Doyle anota las inclemencias climáticas, las conversaciones con el capitán, que de por siempre le resultarán inolvidables por su personalidad y los temas que trataron –«Yo hablo de literatura con el capitán; piensa que Dickens es un enano al lado de Thackeray»–, sus momentos de ocio haciendo ejercicio y curando a sus compañeros –«Me he dañado la mano boxeando con Stewart. Le saqué un diente al viejo Keith y curé al joven Keith de un cólico»–, el trabajo de otros balleneros cercanos o cómo se cae una y otra vez al agua gélida (de hecho, «si un desgraciado se resbala entre dos bloques, lo que es fácil, corre la suerte de ser cortado en dos»).

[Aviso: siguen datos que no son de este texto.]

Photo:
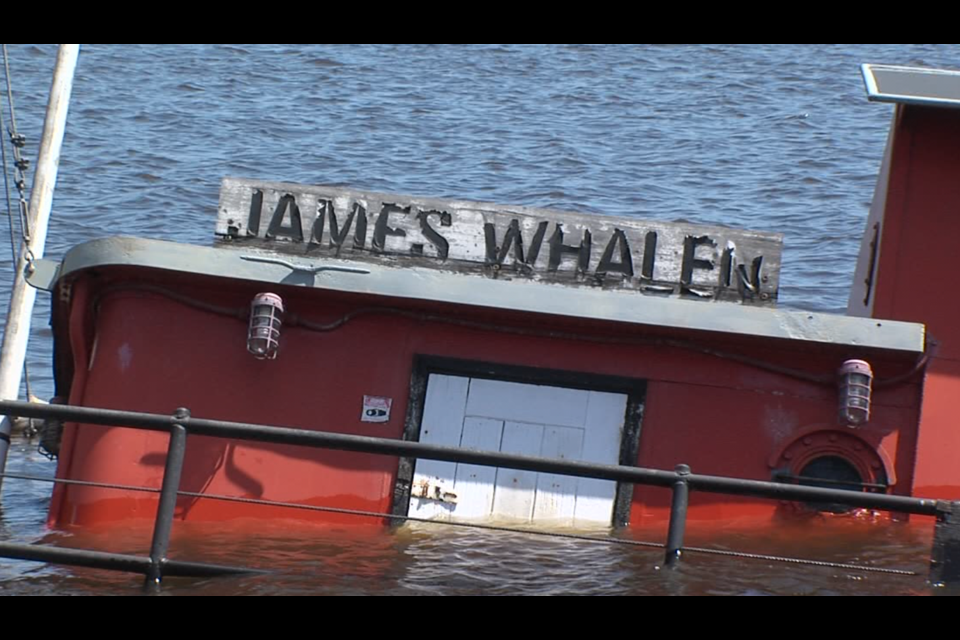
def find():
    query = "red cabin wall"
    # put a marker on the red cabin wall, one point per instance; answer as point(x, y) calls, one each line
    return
point(137, 350)
point(916, 276)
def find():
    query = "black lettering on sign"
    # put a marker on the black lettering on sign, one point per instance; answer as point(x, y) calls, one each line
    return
point(360, 219)
point(624, 265)
point(749, 284)
point(438, 241)
point(690, 260)
point(558, 250)
point(727, 260)
point(476, 238)
point(277, 228)
point(383, 230)
point(323, 206)
point(256, 206)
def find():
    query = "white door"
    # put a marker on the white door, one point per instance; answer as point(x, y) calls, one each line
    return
point(524, 419)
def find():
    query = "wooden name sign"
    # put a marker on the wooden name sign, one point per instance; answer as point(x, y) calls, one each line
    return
point(502, 241)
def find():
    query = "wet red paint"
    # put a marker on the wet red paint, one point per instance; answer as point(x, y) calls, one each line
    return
point(140, 351)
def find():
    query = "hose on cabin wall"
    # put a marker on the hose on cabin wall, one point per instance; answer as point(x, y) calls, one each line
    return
point(293, 320)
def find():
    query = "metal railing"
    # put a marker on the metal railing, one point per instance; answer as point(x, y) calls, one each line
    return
point(945, 556)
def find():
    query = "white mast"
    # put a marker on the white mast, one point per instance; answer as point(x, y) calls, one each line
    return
point(23, 296)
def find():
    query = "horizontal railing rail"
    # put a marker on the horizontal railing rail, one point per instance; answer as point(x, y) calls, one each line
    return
point(945, 561)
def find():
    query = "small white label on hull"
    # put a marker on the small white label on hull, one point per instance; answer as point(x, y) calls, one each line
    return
point(376, 409)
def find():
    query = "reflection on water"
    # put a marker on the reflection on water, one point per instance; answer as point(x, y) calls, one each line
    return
point(427, 559)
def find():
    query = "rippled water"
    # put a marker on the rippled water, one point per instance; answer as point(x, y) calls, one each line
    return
point(766, 137)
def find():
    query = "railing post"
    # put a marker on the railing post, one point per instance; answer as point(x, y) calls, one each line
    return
point(945, 556)
point(678, 516)
point(168, 498)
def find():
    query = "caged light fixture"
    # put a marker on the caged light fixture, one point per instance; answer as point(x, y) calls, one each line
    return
point(263, 336)
point(855, 387)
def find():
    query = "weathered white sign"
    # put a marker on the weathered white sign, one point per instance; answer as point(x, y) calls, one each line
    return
point(502, 241)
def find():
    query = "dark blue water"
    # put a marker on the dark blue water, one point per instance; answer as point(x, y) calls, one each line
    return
point(764, 137)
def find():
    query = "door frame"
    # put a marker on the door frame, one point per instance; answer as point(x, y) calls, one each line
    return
point(424, 366)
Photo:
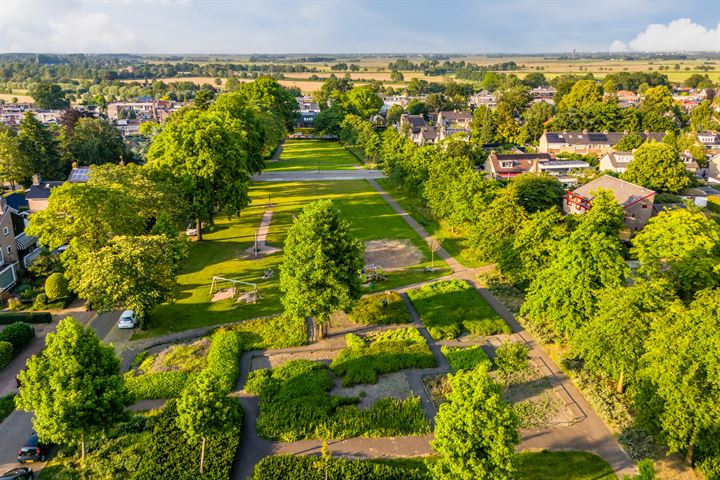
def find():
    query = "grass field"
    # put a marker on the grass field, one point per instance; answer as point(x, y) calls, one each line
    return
point(313, 155)
point(223, 250)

Pero lo más impactante, por supuesto, aparte de la trágica muerte de un compañero por un problema intestinal que no puede evitar, es imaginarlo matando focas: «Es un trabajo sangriento, aplastar las pobres cabecitas mientras te miran con los ojos grandes y negros». Un comentario piadoso que enseguida es seguido de otros llenos de orgullo por dar en el blanco de varios elefantes marinos.
Incluso le cuenta por carta a su madre el proceso: «... a los pequeños se les aplasta el cerebro con mazos. Allí mismo se les quita la piel junto a la grasa y se las arrastra hasta el barco» y se describe en estos términos: «El capitán dice que tengo el aspecto más salvaje que ha visto en su vida. Mi pelo no tiene fin, la cara está sucia y sudorosa, y mis manos están llenas de sangre». Es el resultado de concebir la caza casi como una obsesión; de ahí que Doyle anote con frecuencia el número de ejemplares conseguidos. Y eso que hasta bien entrado el diario, asegura: «¿Por qué las focas son los animales más sagrados? Porque se menciona en el Apocalipsis que el último día un ángel acogerá a seis de ellas en las puertas del cielo». Pero la tripulación volvería, aun leyendo la Biblia en la travesía, con unas mil trescientas.